KCV (Kurs-Cashflow-Verhältnis)
Das KCV funktioniert wie das KGV, basiert aber auf dem operativen Cashflow statt auf dem bilanziellen Gewinn.
Formel: Aktienkurs ÷ Cashflow je Aktie
Rechenbeispiel: Eine Aktie kostet 120 Euro, der operative Cashflow beträgt 20 Euro je Aktie. Das KCV liegt bei 6.
Der Vorteil: Der Cashflow lässt sich schwerer manipulieren als der Gewinn. Abschreibungen, Rückstellungen und andere buchhalterische Gestaltungsspielräume verzerren den Gewinn häufig, während der Cashflow den tatsächlichen Geldfluss abbildet.
PEG-Ratio
Die PEG-Ratio (Price/Earnings to Growth) ergänzt das KGV um das erwartete Gewinnwachstum, also genau den Faktor, den das reine KGV unterschlägt.
Formel: KGV ÷ erwartetes Gewinnwachstum in %
Rechenbeispiel: Ein Unternehmen hat ein KGV von 16 und ein erwartetes Gewinnwachstum von 18,4%. Die PEG-Ratio beträgt 0,87.

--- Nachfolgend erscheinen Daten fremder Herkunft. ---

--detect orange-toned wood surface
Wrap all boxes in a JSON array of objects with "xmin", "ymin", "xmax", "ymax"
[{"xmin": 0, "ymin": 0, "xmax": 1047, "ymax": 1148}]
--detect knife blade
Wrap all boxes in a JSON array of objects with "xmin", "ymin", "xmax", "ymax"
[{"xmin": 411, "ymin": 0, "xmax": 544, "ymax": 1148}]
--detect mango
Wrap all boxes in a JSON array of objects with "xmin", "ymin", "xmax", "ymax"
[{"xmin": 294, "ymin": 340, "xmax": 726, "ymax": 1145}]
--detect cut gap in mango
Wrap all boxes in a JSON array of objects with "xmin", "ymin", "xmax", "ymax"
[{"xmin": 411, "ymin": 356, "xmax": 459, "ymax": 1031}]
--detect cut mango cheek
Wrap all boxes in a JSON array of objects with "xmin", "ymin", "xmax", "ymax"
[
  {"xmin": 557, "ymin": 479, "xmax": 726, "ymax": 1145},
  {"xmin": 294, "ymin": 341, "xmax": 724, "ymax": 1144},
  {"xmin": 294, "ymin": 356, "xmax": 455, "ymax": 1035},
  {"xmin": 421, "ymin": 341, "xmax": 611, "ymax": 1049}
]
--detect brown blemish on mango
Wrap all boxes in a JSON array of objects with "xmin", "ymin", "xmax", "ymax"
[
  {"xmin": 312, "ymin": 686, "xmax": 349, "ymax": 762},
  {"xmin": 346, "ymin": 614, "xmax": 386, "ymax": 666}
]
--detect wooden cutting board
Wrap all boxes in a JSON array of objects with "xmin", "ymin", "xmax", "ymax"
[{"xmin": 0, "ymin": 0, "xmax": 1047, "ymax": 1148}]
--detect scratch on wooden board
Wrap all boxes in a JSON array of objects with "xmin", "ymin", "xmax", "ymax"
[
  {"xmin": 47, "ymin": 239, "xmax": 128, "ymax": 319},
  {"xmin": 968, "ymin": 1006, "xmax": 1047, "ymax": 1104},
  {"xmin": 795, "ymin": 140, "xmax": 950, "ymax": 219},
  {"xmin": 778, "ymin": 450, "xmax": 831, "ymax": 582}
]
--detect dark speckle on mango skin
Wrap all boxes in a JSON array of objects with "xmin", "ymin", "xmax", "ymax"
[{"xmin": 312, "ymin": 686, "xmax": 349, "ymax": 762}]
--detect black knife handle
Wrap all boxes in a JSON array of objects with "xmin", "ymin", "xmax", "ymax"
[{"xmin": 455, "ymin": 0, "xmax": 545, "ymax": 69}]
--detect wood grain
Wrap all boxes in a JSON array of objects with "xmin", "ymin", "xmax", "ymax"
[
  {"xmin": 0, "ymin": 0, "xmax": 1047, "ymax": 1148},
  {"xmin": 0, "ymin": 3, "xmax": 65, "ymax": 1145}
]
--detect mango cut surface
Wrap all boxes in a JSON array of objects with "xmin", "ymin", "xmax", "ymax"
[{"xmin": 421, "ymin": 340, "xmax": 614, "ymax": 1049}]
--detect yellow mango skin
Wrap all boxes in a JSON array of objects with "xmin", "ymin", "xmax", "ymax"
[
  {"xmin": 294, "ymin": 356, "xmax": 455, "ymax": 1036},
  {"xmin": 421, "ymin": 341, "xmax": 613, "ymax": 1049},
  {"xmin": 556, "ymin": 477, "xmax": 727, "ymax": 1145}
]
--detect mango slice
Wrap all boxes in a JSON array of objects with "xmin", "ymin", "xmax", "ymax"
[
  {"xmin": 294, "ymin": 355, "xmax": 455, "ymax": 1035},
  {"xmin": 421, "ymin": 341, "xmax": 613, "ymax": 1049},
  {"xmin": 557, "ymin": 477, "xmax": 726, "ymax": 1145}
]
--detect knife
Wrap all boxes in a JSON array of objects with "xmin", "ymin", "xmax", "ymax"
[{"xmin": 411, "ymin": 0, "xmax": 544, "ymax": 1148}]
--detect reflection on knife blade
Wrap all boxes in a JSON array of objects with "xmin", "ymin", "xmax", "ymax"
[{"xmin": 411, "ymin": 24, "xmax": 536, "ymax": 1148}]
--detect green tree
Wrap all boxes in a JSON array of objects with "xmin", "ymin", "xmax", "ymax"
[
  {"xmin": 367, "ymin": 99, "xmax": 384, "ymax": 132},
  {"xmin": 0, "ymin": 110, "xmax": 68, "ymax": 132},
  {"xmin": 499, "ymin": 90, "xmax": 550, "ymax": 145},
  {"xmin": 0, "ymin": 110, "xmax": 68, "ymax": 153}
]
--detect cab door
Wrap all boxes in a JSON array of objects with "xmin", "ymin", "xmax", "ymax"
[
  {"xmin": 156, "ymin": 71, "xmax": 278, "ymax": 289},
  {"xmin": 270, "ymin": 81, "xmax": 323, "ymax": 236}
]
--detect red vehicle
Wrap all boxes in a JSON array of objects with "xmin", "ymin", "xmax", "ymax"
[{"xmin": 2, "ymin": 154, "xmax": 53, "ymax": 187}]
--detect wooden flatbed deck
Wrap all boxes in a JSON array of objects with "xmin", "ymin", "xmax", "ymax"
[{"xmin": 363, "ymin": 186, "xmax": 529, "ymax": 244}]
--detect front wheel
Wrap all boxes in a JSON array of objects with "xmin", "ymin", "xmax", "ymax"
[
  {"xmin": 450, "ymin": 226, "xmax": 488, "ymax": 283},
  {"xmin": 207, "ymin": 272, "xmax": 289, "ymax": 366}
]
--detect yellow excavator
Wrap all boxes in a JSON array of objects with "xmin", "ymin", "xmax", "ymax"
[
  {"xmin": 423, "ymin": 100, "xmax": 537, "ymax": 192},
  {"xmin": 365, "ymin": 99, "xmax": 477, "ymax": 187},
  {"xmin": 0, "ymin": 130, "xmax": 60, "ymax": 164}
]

Ein PEG unter 1 deutet darauf hin, dass die Aktie gemessen am Wachstum günstig bewertet ist, ein Wert über 2 gilt als teuer. Ein Unternehmen mit einem KGV von 30, das jährlich um 35% wächst, sieht beim PEG plötzlich günstig aus.
Eigenkapitalquote (EKQ)
Die Eigenkapitalquote zeigt, wie viel Prozent des Gesamtkapitals aus Eigenkapital besteht.
Formel: (Eigenkapital ÷ Gesamtkapital) × 100
Je höher die Quote, desto unabhängiger ist das Unternehmen von Fremdkapital und desto widerstandsfähiger steht es in Krisenzeiten da. Eine sehr niedrige Eigenkapitalquote deutet auf hohe Verschuldung hin. Aber das gesunde Niveau variiert stark nach Branche: Banken arbeiten naturgemäß mit niedrigen Eigenkapitalquoten, Industrieunternehmen typischerweise mit höheren.
Dividendenrendite
Die Dividendenrendite zeigt, wie viel du jährlich an Ausschüttung im Verhältnis zum Aktienkurs zurückbekommst.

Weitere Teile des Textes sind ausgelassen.